Smoov-E :: Jessica Gets Jealous :: Rap Entering Another Level 
as reviewed by Matt Jost

[Jessica Gets Jealous]“ "Jessica Gets Jealous" looked intriguing, not necessarily because I find the sight of a shiny blade hiding behind a well-shaped feminine lower back intriguing (I do, for some strange reason), but because it carried the promise of an actual story. At least the teaser sounded promising. Turns out, it's exactly like one of those trailers that lure you into the theater to watch a movie that falls completely short. You'll be able to identify the two main characters in some of the scenes, but Smoov-E's narration is way too disjointed and his acting too one-dimensional to create the kind of illusion Hollywood and hip-hop are able to capture our imagination with. Vocal effects would potentially be a helpful ingredient, but they are used so excessively that all the chopping and filtering only makes the performance more monotonous. Like previous effort "Breakdance," "Jessica Gets Jealous" musically takes place in the 1980s, except that the dance momentum largely comes to a halt. Instead producers Eli Meltzer (Smoov-E's real name) and Tony Manfre engineer slow- to mid-tempo electro tracks that are appropriate insofar as electro funk traditionally works with a contrast between intimacy and alienation. So while there is no one-to-one transfer of actual movie soundtrack samples, the sound does have widescreen qualities, although - as almost always in rap - obviously bound by the dominant rhythmic structure. But where your average beatmaker with 'cinematic' ambitions simply shoves some kicks and snares under epic samples, the musician in Smoov-E understands the importance of pace in a plot. There's a dramatic edge to most of his tracks, mainly through those late '70s/early '80s bass and synth lines. The instruments are always a precise fit yet the arrangements are frequently stirred up by track shifts and even unexpected extras such as a hard rock guitar solo or organs and strings. Occasionally the funk gets the best of them, but across 13 tracks Meltzer and Manfre display a remarkable dedication to their mandate to come up with a visual, steadily reeling soundtrack.”

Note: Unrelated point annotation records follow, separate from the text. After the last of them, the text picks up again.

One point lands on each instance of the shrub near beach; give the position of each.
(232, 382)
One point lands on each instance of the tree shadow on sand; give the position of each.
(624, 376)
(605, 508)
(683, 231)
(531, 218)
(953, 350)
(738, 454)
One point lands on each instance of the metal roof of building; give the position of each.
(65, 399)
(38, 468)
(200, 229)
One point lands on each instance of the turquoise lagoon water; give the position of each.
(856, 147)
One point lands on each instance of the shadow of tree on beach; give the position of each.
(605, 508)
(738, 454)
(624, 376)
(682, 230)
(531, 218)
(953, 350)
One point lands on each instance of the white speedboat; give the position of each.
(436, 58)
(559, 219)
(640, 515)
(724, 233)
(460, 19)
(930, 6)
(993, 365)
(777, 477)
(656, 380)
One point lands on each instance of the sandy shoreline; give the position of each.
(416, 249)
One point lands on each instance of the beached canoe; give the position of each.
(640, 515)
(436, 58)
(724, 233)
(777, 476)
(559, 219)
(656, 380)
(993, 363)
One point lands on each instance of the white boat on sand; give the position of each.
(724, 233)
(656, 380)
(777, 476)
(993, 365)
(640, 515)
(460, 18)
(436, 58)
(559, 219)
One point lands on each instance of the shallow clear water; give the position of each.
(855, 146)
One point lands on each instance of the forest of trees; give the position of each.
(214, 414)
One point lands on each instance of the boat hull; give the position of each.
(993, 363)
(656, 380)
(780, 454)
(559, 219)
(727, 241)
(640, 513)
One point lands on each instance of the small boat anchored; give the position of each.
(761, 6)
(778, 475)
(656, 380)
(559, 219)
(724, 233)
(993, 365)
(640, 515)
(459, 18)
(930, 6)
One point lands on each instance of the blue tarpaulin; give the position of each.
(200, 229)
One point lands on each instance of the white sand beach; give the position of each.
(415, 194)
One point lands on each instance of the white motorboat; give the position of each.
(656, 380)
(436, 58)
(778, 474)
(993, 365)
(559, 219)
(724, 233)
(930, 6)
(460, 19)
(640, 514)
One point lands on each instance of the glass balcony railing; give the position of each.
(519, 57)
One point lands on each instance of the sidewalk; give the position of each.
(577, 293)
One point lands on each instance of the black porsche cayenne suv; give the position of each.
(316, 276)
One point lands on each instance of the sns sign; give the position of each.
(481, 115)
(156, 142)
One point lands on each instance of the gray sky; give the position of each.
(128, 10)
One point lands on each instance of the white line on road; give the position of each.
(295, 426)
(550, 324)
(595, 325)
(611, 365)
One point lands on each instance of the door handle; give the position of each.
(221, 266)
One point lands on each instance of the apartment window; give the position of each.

V-Ice :: Bi-Polar :: Liquid 8 Records 
** RapReviews "Back to the Lab" series **
as reviewed by Jaroslav 'Czechone' Lavick

[Bi-Polar]“It's safe to assume that most people over the age of 30 with even just a minimal awareness of pop music would know of Vanilla Ice: "Oh yeah, he had that song 'Ice Ice Baby' or whatever it was". They probably see him as a one hit wonder, and lump him and his mega-hit together with something like "Pump Up The Jam" by Technotronic. Hip hop heads of similar vintage possibly still cringe somewhat when reading or hearing the name, remembering what an abomination he was to what "real" hip hop stood for during those days. A few of you might know that he had an album or two, delved into rap/rock, and he even appeared on a couple of reality TV shows Ð but who out there knows that the apparent one-hit wonder has actually released more than half a dozen albums since the days when he was telling us "Alright stop, collaborate and listen"? Like many of my underground hip hop purist compadres I hated the Vanilla one when he first came out; I scoffed at mention of him and had zero interest to hear anything he released and did my best to avoid his (unavoidable) songs that were on heavy radio rotation. Deep down though, there was an intrigue as to what his albums were like, but I couldn't bring myself to buy a Vanilla Ice album so I let my curiosity slide (I had the same veiled interest in Brian Austin Green's album, which eventually ended up in my CD archives - but that's another story). Some years after its release, I spotted Ice's "To the Extreme" CD in a bargain bin for $5, and I thought "well ok, lets see what this shit is actually like, I can live with $5 out the window" - so I took the plunge. You know what? It wasn't too bad. Without launching into a review within a review, I thought it was a reasonably funky sounding album. Sure, the emceeing was about as simplistic as you'd ever hear, the annoying voice didn't help, but the production was catchy and it was a decent enough listen if you were in the mood for a lightweight bunch of lively, party oriented rap songs. At the very least you could get your "dance on" to it if you were that way inclined.”